Celui qui autrefois escaladait les glaciers, jouait de la guitare et s’intéressait à l’histoire a dû prendre pension à Tamias il y a un an. René, 87 ans, est atteint de la maladie d’Alzheimer. Marcelle, son épouse depuis 60 ans, a pris soin de lui pendant trois ans avant de prendre cette difficile décision. Avec cette maladie, il faut « vivre l’instant présent, explique-t-elle. Nous n’avons plus de conversation ou c’est très limité ». L’émotion est palpable lorsqu’elle évoque toutes les années partagées avec son bien-aimé : « c’était quelqu’un de merveilleux. Il faisait beaucoup de choses et il les faisait à fond. Nous étions fusionnels. »

Pour Marcelle, la rencontre avec les lamas restera un moment inoubliable. Photo LC-M’Essonne

Déconnecté du monde qui l’entoure, immobilisé dans un fauteuil roulant, René communique peu et « il n’avait pas bougé depuis un moment » témoigne Marcelle. L’intervention des lamas de l’association « Le lama et ses ressources » basée à Abbeville-la-Rivière, en Etampois-sud-Essonne, a su apporter une bouffée d’air dans le quotidien de Marcelle et René.

René est sorti de sa bulle le temps d’une rencontre avec l’alpaga Caramel. Photo Résidence Tamias

« J’ai pris un lama par la longe, je l’ai caressé, puis il est venu spontanément vers René, explique Marcelle.
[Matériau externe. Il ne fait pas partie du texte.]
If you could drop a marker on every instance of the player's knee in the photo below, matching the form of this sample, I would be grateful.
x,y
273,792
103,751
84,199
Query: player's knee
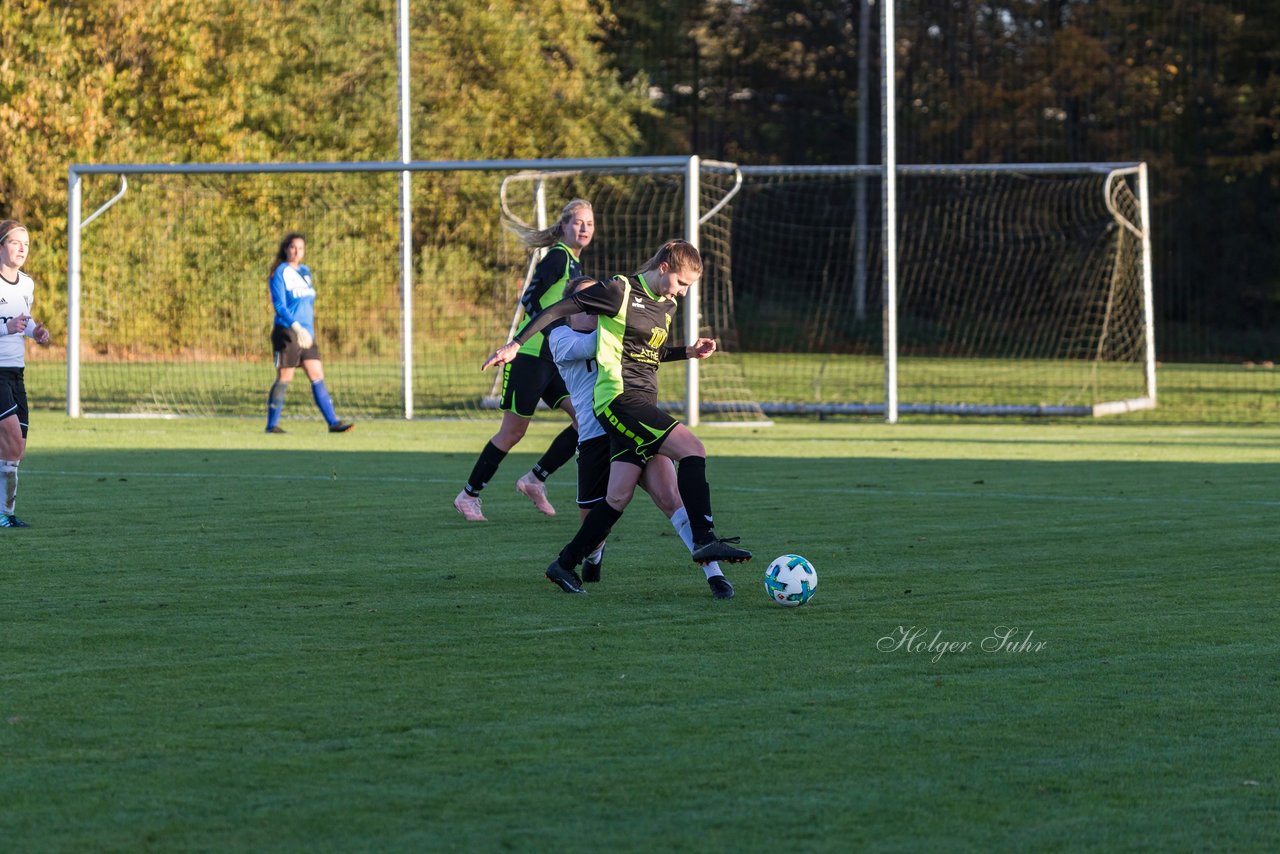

Le lama a mis sa tête sur son épaule et, machinalement, il s’est mis à le caresser. » Ce geste, qui peut paraître anodin pour beaucoup, est un signal fort pour Marcelle, mais aussi l’équipe soignante de la résidence.

Stimulation sensorielle, mobilité et apaisement

« Les lamas évoquent l’amusement, ils intriguent, mais leurs présences ont généré de l’apaisement et des réactions grâce à la stimulation sensorielle », décrypte Michèle Noia, la directrice de l’Ehpad de Quincy-sous-Sénart.

Le nourrissage fait partie des interactions proposées par l’association de médiation animale et a ravi les résidents. Photo Résidence Tamias

Pour Isabelle Barberot, fondatrice et bénévole de l’association « Le lama et ses ressources », les interventions avec ses camélidés ouvrent « un large panel sensoriel […] grâce au brossage et nourrissage, aux caresses et au toucher. » Elle se déplace avec Caramel, un alpaga de 12 ans, et Kerla, un lama de 7 ans. « Ce sont des animaux propres et calmes, décrypte la médiatrice animalière. Le lama a plus la réputation de cracher que d’être sympa, mais en fait, ils ne se crachent dessus qu’entre eux. Ils n’ont pas de dents en haut et ne peuvent donc pas mordre. »

L’alpaga, de taille plus petite que son cousin le lama, est à hauteur de personne en fauteuil roulant. Cela permet à ce type de public de le promener en longe et ainsi travailler sur la mobilité. À Tamias, « presque tous les résidents sont venus pour l’activité. Ils étaient intrigués », raconte Michèle Noia.
De la curiosité, du recul, des rires, des larmes ou un simple « petit moment de joie » comme pour Marcelle et René : la venue des lamas, à Quincy-sous-Sénart, n’a laissé personne indifférent.